Color theory is all about how to use color to influence user psychology and behavior. Color is generally the first thing users notice when visiting a website or app. The wrong color palette can turn off users, while the right one will help build trust and reinforce the brand. While color theory is a complex subject, mastering the basics doesn’t have to be complicated. And there are plenty of resources online that can teach you those basics, as well as give you example color palettes to use in your own work.
For a thorough understanding of color theory, take Uxcel’s Color Psychology for Designers online course.
Composition refers to the way elements are arranged on the page within a digital design. Proper composition helps organize information and makes it easy for users to find what they’re looking for.

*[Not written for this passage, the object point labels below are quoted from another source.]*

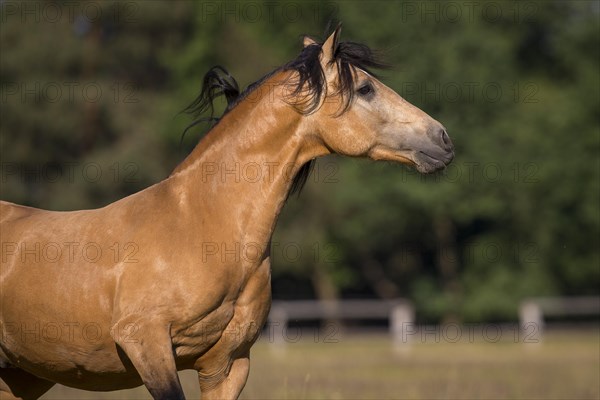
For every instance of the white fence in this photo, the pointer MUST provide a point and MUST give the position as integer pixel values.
(400, 314)
(532, 312)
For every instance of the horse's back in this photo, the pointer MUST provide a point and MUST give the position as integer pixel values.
(10, 212)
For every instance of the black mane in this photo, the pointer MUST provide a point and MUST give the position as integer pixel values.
(308, 88)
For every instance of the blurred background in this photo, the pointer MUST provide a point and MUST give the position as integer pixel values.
(91, 95)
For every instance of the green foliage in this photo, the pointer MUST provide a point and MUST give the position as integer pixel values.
(516, 85)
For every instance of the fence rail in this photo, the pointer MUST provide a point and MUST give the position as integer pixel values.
(399, 312)
(532, 311)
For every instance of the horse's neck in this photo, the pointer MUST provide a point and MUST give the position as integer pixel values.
(243, 169)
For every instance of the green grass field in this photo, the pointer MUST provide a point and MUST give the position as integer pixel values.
(564, 366)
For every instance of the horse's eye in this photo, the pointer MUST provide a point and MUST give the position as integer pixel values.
(365, 90)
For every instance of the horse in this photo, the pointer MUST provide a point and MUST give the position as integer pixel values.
(177, 276)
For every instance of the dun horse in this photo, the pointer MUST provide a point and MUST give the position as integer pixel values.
(177, 276)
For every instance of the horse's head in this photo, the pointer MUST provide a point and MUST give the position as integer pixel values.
(355, 114)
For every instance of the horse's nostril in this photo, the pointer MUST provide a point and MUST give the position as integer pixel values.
(445, 137)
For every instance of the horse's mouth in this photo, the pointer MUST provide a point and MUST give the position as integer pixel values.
(426, 163)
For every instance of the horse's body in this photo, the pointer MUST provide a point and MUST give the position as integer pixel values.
(177, 276)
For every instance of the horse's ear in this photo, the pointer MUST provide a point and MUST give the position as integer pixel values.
(328, 48)
(308, 41)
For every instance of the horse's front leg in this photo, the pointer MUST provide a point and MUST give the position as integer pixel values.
(151, 353)
(231, 386)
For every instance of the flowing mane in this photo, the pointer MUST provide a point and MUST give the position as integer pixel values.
(307, 88)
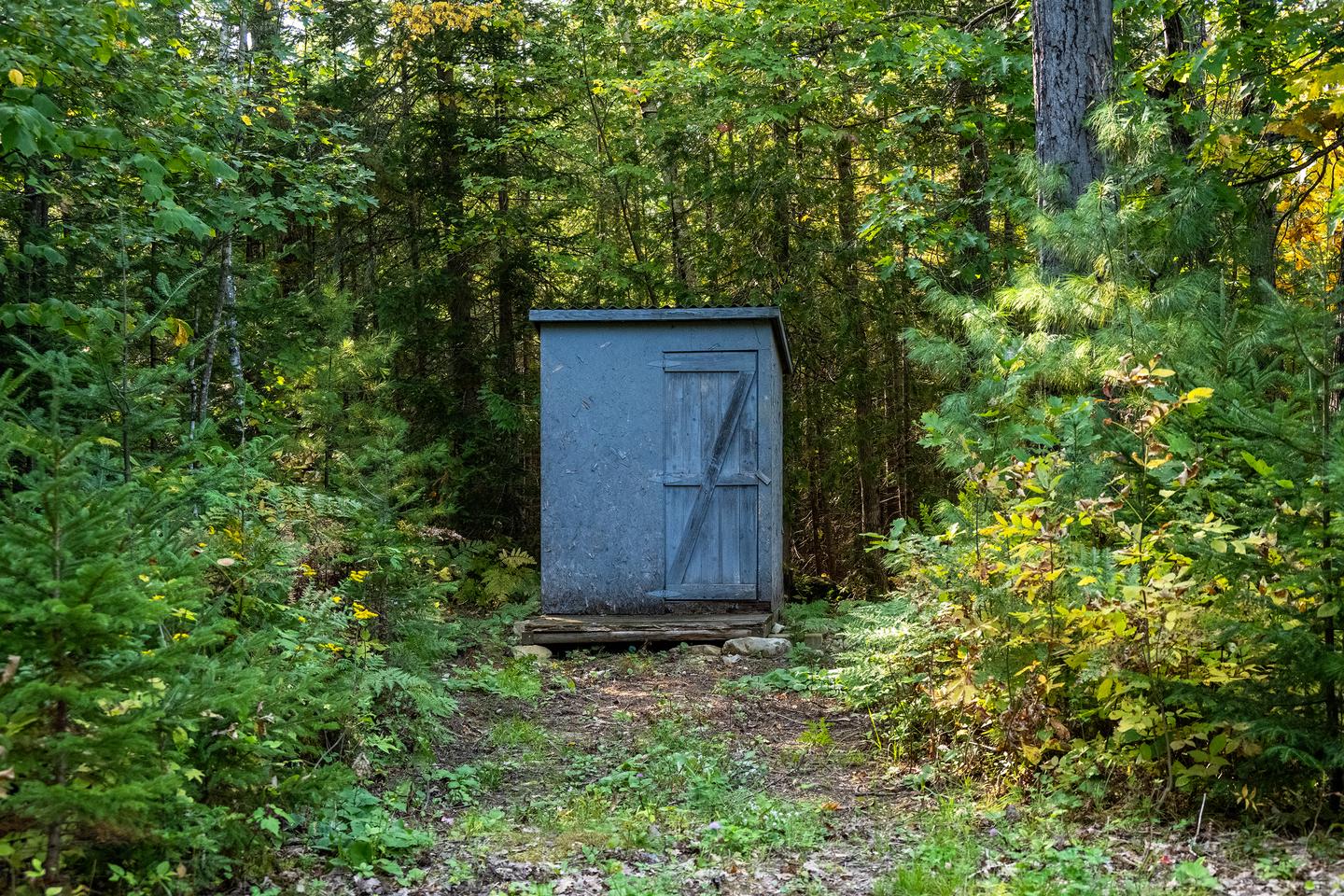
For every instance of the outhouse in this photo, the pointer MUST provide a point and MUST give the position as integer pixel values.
(662, 469)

Basic composition patterns have been established for years, so start with learning those and then try out your own variations.
Uxcel’s Design Composition course will teach you all the basics!
Learning to talk the talk is important for designers and anyone working with designers. If you’re working as part of a design team, you’ll need to understand what your teammates mean when they use terms like “microcopy” or “white space.”
Uxcel’s Intro to Design Terminology course will teach you all of the basic terms you’ll need to know in your design career.
Where to Learn
You don’t need a degree for UX design in order to become a successful designer. Some of the best designers in the world are largely self-taught! The internet offers a wealth of resources for learning design, many of them free or low-cost.
Taking courses in specific design topics is a great way to orient yourself in the world of design. There are free and low-cost online UX design courses for virtually every topic. Read reviews for any courses you might want to pay for to make sure they’re worth the money!
Don’t forget to check out all of Uxcel’s UX courses!
If you’ve got the time (and money) available and want a really structured way to learn UX design, check out best UX design bootcamps. Bootcamps generally run for anywhere from 6 weeks to 6 months and can give you a solid foundation in UX design. The downside is that they generally require a lot of commitment in terms of time and money. Make sure you have enough of both before signing up for one.
Tutorials and articles
There are literally hundreds of thousands of articles and tutorials about various design topics available online, for free. Pick a topic, do a search on Google or YouTube, and start learning! For best results, look at articles and tutorials from multiple sources for each topic to make sure you’re learning best practices and not a random individual’s opinion about a design topic they aren’t really familiar with.
Find a mentor
Finding a mentor who already has a successful design career is another excellent way to learn. Having someone to bounce questions off of or ask for advice is invaluable. At the very least, find designers whose work you respect on a site like Twitter and follow them, or join design-specific communities. You may find that many are more than willing to answer questions posed by their followers, which can be an excellent way to start building a relationship. The design community is generally very helpful and someone is almost always willing to lend their knowledge to someone new to design.
Learning UX design doesn’t have to be complicated. Create a list of the topics you want to learn, make a plan to learn them, and get started! There are plenty of success stories of people who have started a new career in design in as little as six months to a year. It just takes discipline and practice.